Lo que comenzó como un intento de “lucir diferente” terminó en susto y dolor para un joven de 22 años, quien acabó con objetos metálicos incrustados en el brazo y un dedo, luego de usarlos como si fueran accesorios.
El insólito caso ocurrió en la colonia Santa María, sobre la calle 31 entre 58 y 60, donde José F. Pat M., conocido como “El Topo”, pidió ayuda a vecinos al presentar fuerte hinchazón y dolor tras varios días con los objetos atorados en su cuerpo.
De acuerdo con los reportes, el joven se colocó por cuenta propia piezas metálicas a manera de adorno.
Sin embargo, con el paso de los días la inflamación empeoró, al grado de ya no poder retirarlas. Vecinos, alarmados por la situación, dieron aviso a las autoridades.
Al sitio llegaron policías municipales y un paramédico, quien determinó que era necesario trasladarlo de inmediato a un nosocomio.
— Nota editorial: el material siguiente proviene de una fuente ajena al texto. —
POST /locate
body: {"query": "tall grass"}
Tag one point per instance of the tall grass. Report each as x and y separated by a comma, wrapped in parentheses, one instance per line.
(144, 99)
Minutos después, la ambulancia Y-67 de la Secretaría de Seguridad Pública (SSP) lo llevó al Hospital General San Carlos, donde recibiría atención médica especializada para retirar los objetos.
El caso generó sorpresa entre habitantes de la zona, quienes no podían creer hasta dónde llegó la ocurrencia del joven.
Esta situación quedó como una dolorosa anécdota.